Pembicaraan tentang persoalan itu bisa dilakukan di tempat yang lebih privat guna menghindari lebih banyak orang mengetahuinya. Suasana dapat keruh jika permasalahan dibuka di depan siapa saja. Cukup antara kamu dengan anak buah yang berkaitan dengan masalah itu.
4. Mengapa tidak fokus mencari solusi?

Mana yang paling penting ketika terjadi permasalahan terkait pekerjaan, cepat ada solusi atau pertengkaran? Kalau kamu gak ingin problemnya berlarut-larut, fokuslah pada pencarian solusi. Kemarahan yang dirasakan sebaiknya tidak dibesar-besarkan.
Jika bisa, cukup tarik napas dalam-dalam dan embuskan pelan-pelan. Atau, diam dulu sampai kamu bisa memfokuskan diri pada solusi yang dapat diambil. Kamu tidak perlu meledak untuk menunjukkan bahwa sesungguhnya dirimu jengkel.
Hanya dengan perubahan raut wajahmu saja, anak buah umumnya langsung tahu bahwa suasana hatimu sedang gak baik-baik saja. Bicaralah dengan tegas pada mereka buat menyelesaikan masalah itu dengan segera dan tepat. Bila persoalannya telah teratasi, pekerjaan bisa kembali berjalan lancar.
5. Seberapa efektif kemarahanmu terhadap perbaikan keadaan?

Coba lihat kembali akibat-akibat dari ledakan emosimu ketika terjadi masalah dalam pekerjaan. Apakah setelah kamu memarahi karyawan, keadaan menjadi lebih baik atau malah makin buruk? Tanda situasi kian tak kondusif misalnya semua orang menjadi pasif.
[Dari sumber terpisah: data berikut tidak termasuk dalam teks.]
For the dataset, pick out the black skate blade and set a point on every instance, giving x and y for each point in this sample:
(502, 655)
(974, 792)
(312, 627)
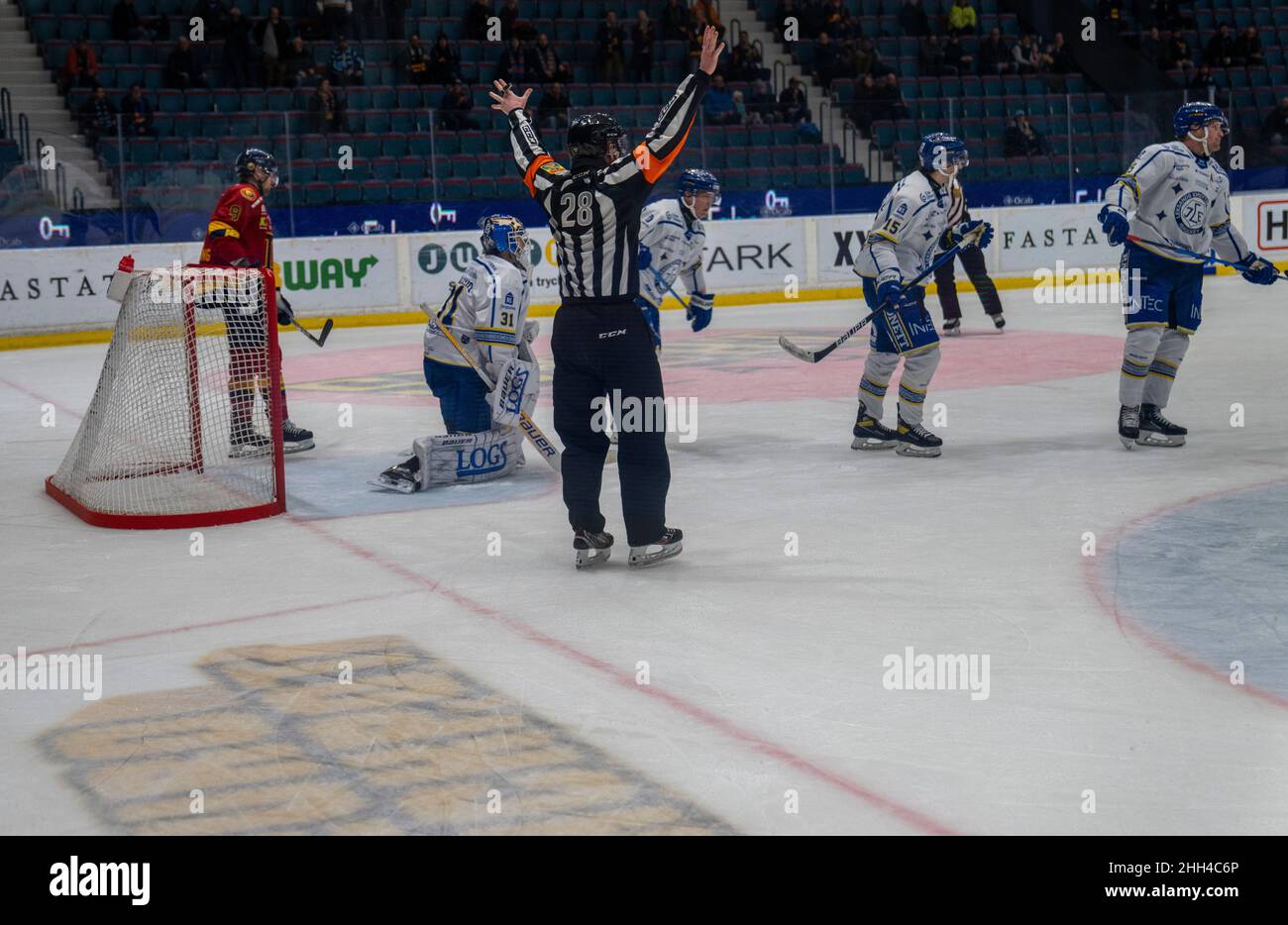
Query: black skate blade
(644, 560)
Mereka takut mengusulkan apa saja padamu. Mereka gak mau sampai melakukan kesalahan sekecil apa pun sehingga membuatmu tambah berang. Pun anak buah yang dimarahi belum tentu termotivasi untuk memperbaiki kesalahannya.
Jika dia kesal, sikapnya mungkin kian sembrono. Apabila ia ketakutan, boleh jadi kemarahanmu mematikan inisiatif dan kreativitasnya. Kalau kemarahanmu tak bisa dipastikan bakal menciptakan perubahan yang positif, lebih baik tidak menuruti dorongan dalam hati.
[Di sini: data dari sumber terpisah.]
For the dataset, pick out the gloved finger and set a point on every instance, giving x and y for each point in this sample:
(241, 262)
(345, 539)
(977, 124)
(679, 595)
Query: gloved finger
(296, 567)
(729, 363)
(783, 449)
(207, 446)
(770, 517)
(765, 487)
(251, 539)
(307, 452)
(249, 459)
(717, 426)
6. Bagaimana citramu di depan mereka kalau kamu marah?

Saat kamu marah besar, dirimu mungkin tak peduli soal citra diri. Akan tetapi, setelah emosimu reda kamu akan menyesali kelemahanmu dalam mengendalikan diri. Kamu baru sadar bahwa citra diri penting, apalagi untuk pemimpin sepertimu.
Jangan sampai kamu lebih dikenal sebagai atasan yang galak, tetapi sesungguhnya lemah dalam kepemimpinan. Setiap kemarahanmu pada mereka dianggap tak sebanding dengan arahan yang mampu kamu berikan. Artinya, kompetensimu sebagai pemimpin bakal diragukan.
Akan lebih baik jika kamu punya citra yang positif di mata anak buah. Itu meningkatkan rasa hormat dan kepatuhan mereka padamu. Hubungan kalian menjadi lebih harmonis yang membuat berbagai pekerjaan mampu diselesaikan dengan baik.
Walaupun sikap anak buah kadang membuatmu kesal, tahan dirimu supaya tidak sedikit-sedikit memarahi karyawan. Kebijaksanaanmu sebagai pemimpin mesti melampaui orang yang dipimpin. Jangan lupa selalu berintrospeksi, siapa tahu kesalahan mereka berawal dari kekeliruanmu.
Seperti kamu tak memberikan instruksi dengan jelas atau pelatihan untuk mereka terlalu sebentar. Kamu bisa menjadi pribadi yang tegas tanpa perlu galak dan hobi membentak. Buat mereka menghormatimu, bukan terlampau takut padamu serta merasa tertekan ketika berada di dekatmu.